The worst countries in the world in terms of probability of defaulting on the repayment of their debts is as follows:

  • Argentina is in 1st position and is currently the country that is most likely to default on its debt repayment in the world. It has a CPD of 81.62% and it was also in the same position last year. Argentina has been unable to meet debt repayments since 2001, defaulting as from 2002 on its external debt. Capital fled Argentina and brought about growing problems of borrowing money from that date onwards.
  • Cyprus remains in 2nd position again this year with a CPD of 65.51%. Cyprus was downgraded to junk status by rating agencies and it became impossible to find funding overseas. A €10-billion bailout was provided in March 2013 (on the proviso that the 2nd largest bank, Cyprus Popular Bank, would be closed down).
  • Venezuela is in third position and moves from last year’s 4th position with a CPD of 51.36% chance of defaulting. The presidential elections that took place in April were mired in doubts about the legitimacy of Maduro’s election. There are growing concerns over his ability to implement economic policies that are undermining governability of the country.
  • Greece is a new entry into the listing in 4th position and it has a CPD of 48.56%. Greece’s coalition government is in disarray. The people have taken to the streets amidst the crisis of the laying off of thousands of public service workers and their redeployment to other sectors. Unemployment has hit record levels and in particular youth unemployment which is reaching 60%.
  • Egypt remains in position 5 from last year with a CPD of 46.39%. New political volatility in Egypt means that there is still risk of defaulting on the payments. Furthermore, the economy there has seen very little change at all since Mohammed Morsi was voted into power. Now that he has been ousted, there is growing concern that this will worsen the situation of uncertainty in the country. Total foreign debt currently stands at $44 billion (94% of GDP) and this now looks set to rise in the wake of the coup.
  • Pakistan has a CPD of 45.79% and that is an improvement of 3 places from last year’s position 3. Their bad rating is due to political instability and falling currency reserves in the country. Also, the country will have to pay back $7.5 billion before 2015 to the International Monetary Fund. The ability to take economically-sound decisions is also hindered by the intertwined judiciary, the military and corrupt political leaders.
  • Ukraine moves up from being ranked 6th last year to 7th place this year with a CPD of 44.25%.
  • Portugal also moves up one place from 7th to 8th place with a 30.32% probability of defaulting.
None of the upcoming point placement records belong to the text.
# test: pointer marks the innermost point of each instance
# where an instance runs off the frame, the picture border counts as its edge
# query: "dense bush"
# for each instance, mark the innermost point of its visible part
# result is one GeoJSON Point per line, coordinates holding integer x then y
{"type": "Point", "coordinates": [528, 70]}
Portugal has also seen political tensions over the past few months. Borrowing costs have risen in the last few days to a 7-month high amid demands by Socialist opponents to the government to renegotiate the bail-out deal (€78 billion) with the EU. Unemployment is also at a record high of 18%.
  • Lebanon remains in 9th place with a 29.55% probability. Lebanon’s borrowing cost has increased to record levels over the past ten months as Hezbollah has joined in the war in Syria. The cost of ensuring the debt (which stands at $34 billion) increased as a consequence. This is the single-most important factor of risk for the world: the fact that Lebanon may be dragged into the Syrian conflict more and more.
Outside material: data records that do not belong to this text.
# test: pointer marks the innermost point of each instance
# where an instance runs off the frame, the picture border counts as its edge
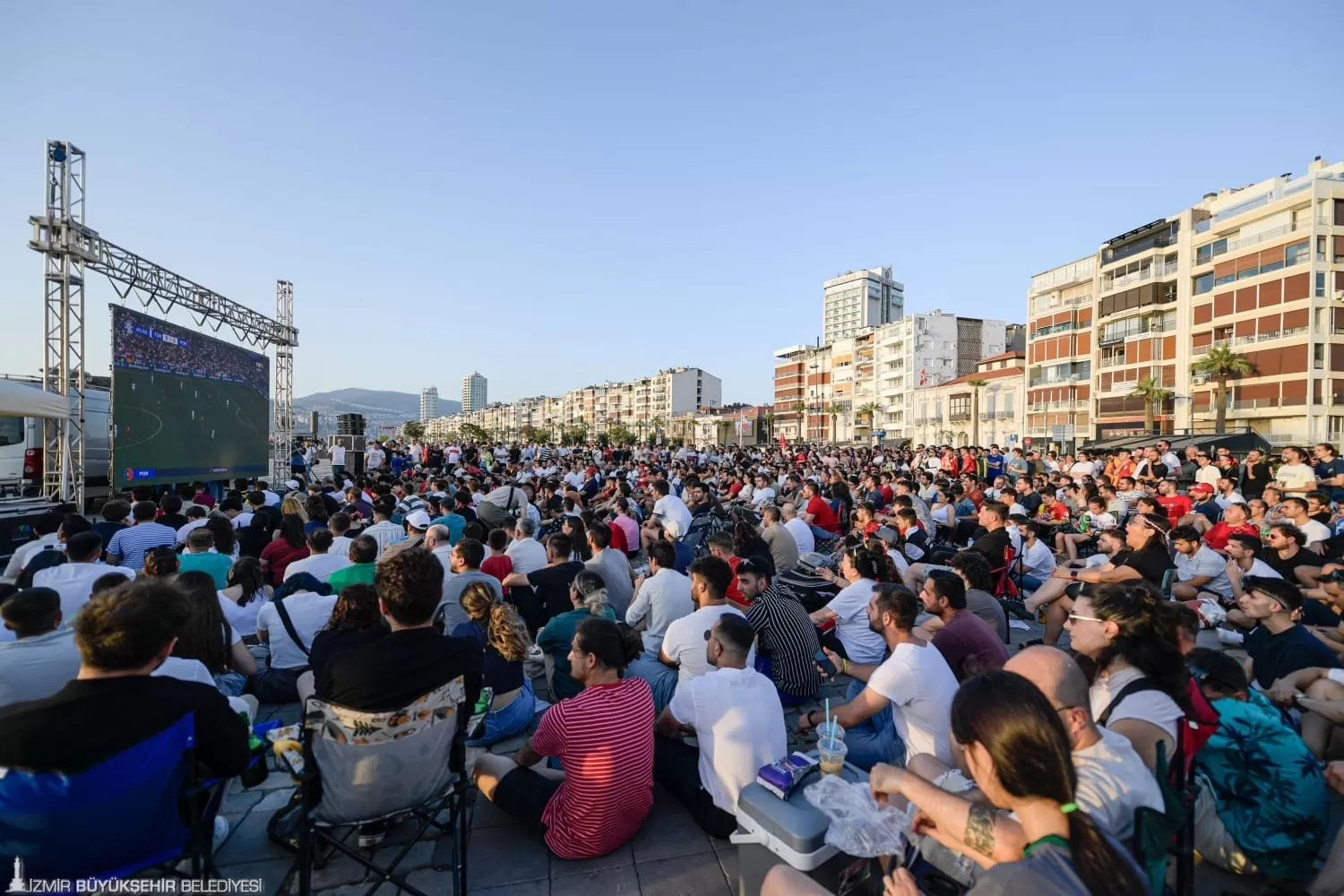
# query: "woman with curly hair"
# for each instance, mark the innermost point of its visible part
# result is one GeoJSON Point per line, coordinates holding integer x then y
{"type": "Point", "coordinates": [500, 632]}
{"type": "Point", "coordinates": [1142, 683]}
{"type": "Point", "coordinates": [355, 622]}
  • Iraq is a new entry in 10th place with a 27.93% CPD.



So, the least risky countries are the Scandinavians and the worst countries in terms of defaulting are Latin American countries today in the 2nd quarter of 2013. How long will it stay that way? The problem with risk is that the countries that are the ones that have the highest risk of defaulting will no longer be able to find financing, or at most with great difficulty. That means that their situations will only become worse.